The purpose of this test is to assess the conductor's ability to absorb solder. Soldering is a common method for wiring to connectors on aircraft. Certain conductors plates such as tin and silver are more solderable and thus used for these applications.

The continuity of conductors test examines the conductor for flaws and discontinuities. This is performed by placing a voltage across a wire sample.

This test determines if a finished wire specimen will block (stick to itself) or flaring of layers when subjected to the rated temperature of the specimen. While on an aircraft, wires may be exposed to high temperatures and it important to check if the finished wire specimens are prone to blocking or delamination. At the end of the test, we will inspect the wire and examine for adhesion (blocking) and delamination (separation of layers) of adjacent turns.

This test evaluates tape wrapped insulation for sealing between wraps after thermal stress.

The dielectric is perhaps one of the most referenced tests when examining wires. The reason is that it tests the most important part of the wire insulation: determine if the wire insulation is free of breaches (or has been sufficiently degraded such that a high voltage would breach any weak points in the insulation). The basics of the test are that the entire wire, except for an inch at both ends, is placed in a water bath (with salt and wetting agent) and a high voltage potential is placed between the conductor and the return electrode in the water bath. If there is a failure in the insulation, then there will be a noticeable current flow. Dependent on the test method used, the pretest soak time, voltage amplitude and type (AC or DC) will vary.

Flammability is perhaps one of the most common and most important tests performed on aerospace wiring.
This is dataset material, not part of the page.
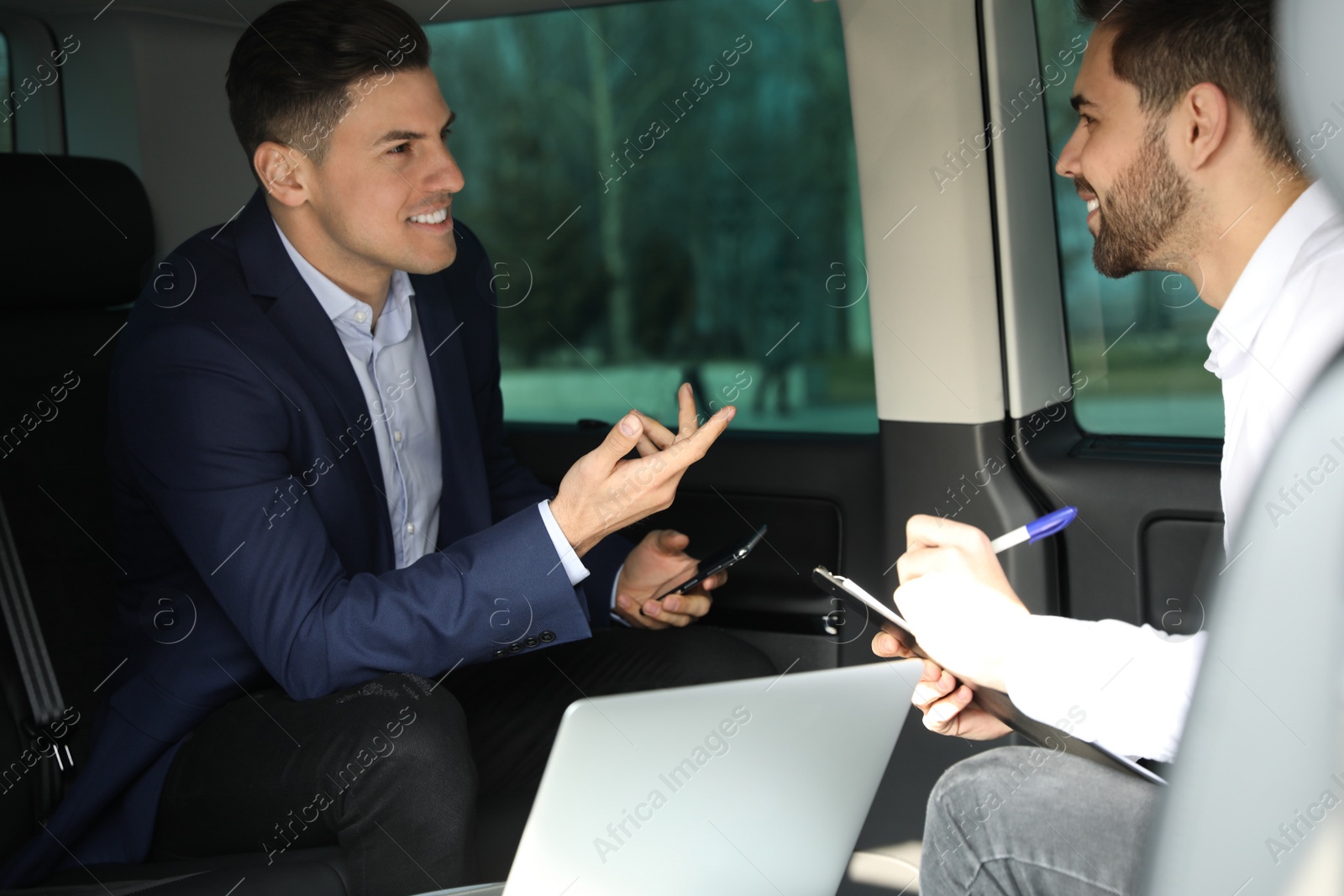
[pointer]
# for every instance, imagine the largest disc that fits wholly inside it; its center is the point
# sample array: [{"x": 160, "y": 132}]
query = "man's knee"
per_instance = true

In general, a length of the wire/cable under test is placed in a draft-free chamber and hung free over a high-temperature flame for 30seconds - 15 minutes (specification dependent). A piece of tissue paper is placed under the sample to catch falling debris.

The impulse dielectric tests can be thought of a production line means of checking for insulation/jacket breaches in wires/cables. In this test, a voltage is placed on the specimen and the specimen is pulled under a 'chain mail' curtain connected to ground. The test is performed at a higher voltage than the standard dielectric tests performed on wires/cables, but this is necessary given the short duration of the voltage differential across the insulation/jacket.

Measuring the insulation concentricity and wall thickness is a quality assurance test that can identify uniformity issues. Wires with non-uniform insulation (or cables with non-uniform jackets) will have an unbalanced insulation wall thickness that can make the wire/cable more susceptible to mechanical or electrical failure. This test can be performed on wire gauges ranging from 30AWG to 0000AWG and one wholly tape wrapped and extruded constructions.

This test is to be used to evaluate the cross-linking of certain types of wire insulation.

This test provides tensile property data on extruded electrical wire insulation removed from the wire/cable specimen. Identifying the insulation's tensile properties are useful to determine the ability to withstand mechanical stresses the wire/cable may experience in service conditions.

The jacket flaws test (or spark test) aims to identify any defects in a wire/ cable's outer insulation that would allow an amount of leakage current.

During the degradation process of ETFE and XL-ETFE, fluorine gas is released from the insulation into the environment. This test seeks to quantify the amount of off-gassed material.

This test is a visual examination of a tape-wrapped PTFE jacket intended to identify any evidence of delamination.

The Seamless or Smooth Surface Verification test is a process control test used to ensure that smooth wrapped tape insulation has properly annealed without a visible outer edge or observable internal wrapping lines.

Shield coverage is determined by a mathematical formula as defined in AS85485 dependent on the physical properties of the cable shield.

Temperature cycling can cause rapid degradation of wire/cable insulation integrity. This can manifest and insulation splits, cracks, and/or delamination. Often an overlooked test method for assessment, the thermal shock test proves and excellent means of assessing the construction quality of a wire or cable.

In general, a visual inspection can be used to determine any cracks, conductor exposure and wire degradation which are good indicators for determining the electrical integrity of a wire specimen or cable.

This test is typically run as part of posttest assessment procedures to evaluate the sample's insulation/jacket integrity after an environmental or other tests.